Sentir que TODO me hace SENTIR VIVO.
Sentir que estoy preparado para lo mejor y también para lo peor.
Sentir la adrenalina recorrer mis venas.
Sentir mi grito desgarrandome por dentro.
Sentir la excitación en cada célula de mi cuerpo.
Sentir el dulzor de la victoria y la amargura de la derrota.

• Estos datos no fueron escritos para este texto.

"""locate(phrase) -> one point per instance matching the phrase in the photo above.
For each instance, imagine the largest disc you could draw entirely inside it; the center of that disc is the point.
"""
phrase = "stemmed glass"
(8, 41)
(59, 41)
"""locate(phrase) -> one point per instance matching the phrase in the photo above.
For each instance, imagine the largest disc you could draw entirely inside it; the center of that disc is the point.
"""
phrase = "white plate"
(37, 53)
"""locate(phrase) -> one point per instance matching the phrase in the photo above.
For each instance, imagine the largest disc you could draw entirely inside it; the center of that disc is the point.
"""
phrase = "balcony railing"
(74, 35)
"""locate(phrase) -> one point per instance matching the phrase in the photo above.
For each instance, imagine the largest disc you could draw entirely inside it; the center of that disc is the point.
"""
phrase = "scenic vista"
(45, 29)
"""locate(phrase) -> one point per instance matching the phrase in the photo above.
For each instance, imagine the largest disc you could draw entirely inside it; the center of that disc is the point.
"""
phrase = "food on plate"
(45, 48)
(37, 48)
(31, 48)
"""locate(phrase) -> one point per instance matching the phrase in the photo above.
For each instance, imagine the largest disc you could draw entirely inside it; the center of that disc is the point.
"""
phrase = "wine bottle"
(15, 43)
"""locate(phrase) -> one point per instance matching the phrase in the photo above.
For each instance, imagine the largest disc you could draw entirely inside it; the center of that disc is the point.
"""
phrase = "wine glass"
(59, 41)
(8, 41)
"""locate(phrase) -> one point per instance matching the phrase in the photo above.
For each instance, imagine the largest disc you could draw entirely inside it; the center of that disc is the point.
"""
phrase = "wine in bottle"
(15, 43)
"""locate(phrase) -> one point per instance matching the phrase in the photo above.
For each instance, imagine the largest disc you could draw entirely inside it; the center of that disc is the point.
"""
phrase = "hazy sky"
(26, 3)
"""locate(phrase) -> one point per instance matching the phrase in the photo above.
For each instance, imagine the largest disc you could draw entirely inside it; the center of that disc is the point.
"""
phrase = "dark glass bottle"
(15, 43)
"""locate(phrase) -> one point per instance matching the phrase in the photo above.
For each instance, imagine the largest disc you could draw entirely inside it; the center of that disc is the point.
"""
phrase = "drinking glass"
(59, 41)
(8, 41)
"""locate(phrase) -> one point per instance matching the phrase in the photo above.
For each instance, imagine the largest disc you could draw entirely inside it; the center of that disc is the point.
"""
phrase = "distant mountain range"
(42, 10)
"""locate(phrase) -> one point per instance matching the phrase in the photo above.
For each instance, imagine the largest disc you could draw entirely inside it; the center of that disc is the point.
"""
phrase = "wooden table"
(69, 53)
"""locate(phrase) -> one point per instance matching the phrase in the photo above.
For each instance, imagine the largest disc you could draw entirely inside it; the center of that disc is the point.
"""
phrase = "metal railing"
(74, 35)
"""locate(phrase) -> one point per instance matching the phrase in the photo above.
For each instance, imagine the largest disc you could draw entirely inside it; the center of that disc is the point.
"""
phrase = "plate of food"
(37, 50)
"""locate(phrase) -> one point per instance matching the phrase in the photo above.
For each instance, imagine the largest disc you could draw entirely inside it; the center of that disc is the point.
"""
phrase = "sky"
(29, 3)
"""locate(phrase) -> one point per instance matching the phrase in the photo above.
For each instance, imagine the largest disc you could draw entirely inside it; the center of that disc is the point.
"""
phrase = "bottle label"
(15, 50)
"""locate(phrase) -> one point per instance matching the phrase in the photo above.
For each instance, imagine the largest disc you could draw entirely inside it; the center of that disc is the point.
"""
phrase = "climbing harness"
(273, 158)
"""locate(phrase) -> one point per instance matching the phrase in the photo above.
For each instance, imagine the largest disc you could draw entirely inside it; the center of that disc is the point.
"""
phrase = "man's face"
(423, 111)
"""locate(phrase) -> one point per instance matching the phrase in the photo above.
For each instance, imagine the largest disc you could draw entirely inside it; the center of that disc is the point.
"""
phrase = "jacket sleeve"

 Sentir que estoy al borde del abismo.
Sentir la tristeza de una pérdida.
Sentir que la realidad se convierte en polvo.
Sentir que jamás me arrepentiré.


Sentir que soy poderoso.
Sentir que soy invencible.
Sentir que al tumbarme sobre el césped, la hierba me haga cosquillas.
Sentir que el sueño se apodera de mí.
Sentir que la ira controla mi cuerpo.
Sentir la luz sobre mi piel despertándome y quemándome a la vez. 
Sentir la lluvia salpicar sobre mi piel. 
Sentir que rezumo euforia por todos mis poros.
Sentir que estoy perturbado.

 Sentir que soy libre.
Sentir que se me desgarra la voz de tanto reírme.
Sentir que me importa una mierda el mundo que me rodea. 
Sentir que todo lo que deseo es SER FELIZ.
Sentir que lo comprendo todo durante una décima de segundo.
Sentir que lo he olvidado todo.
Sentir que debo seguir luchando.
Sentir que necesito poco para ser feliz.
¿Tú no sientes que tenemos suerte de poder VIVIR?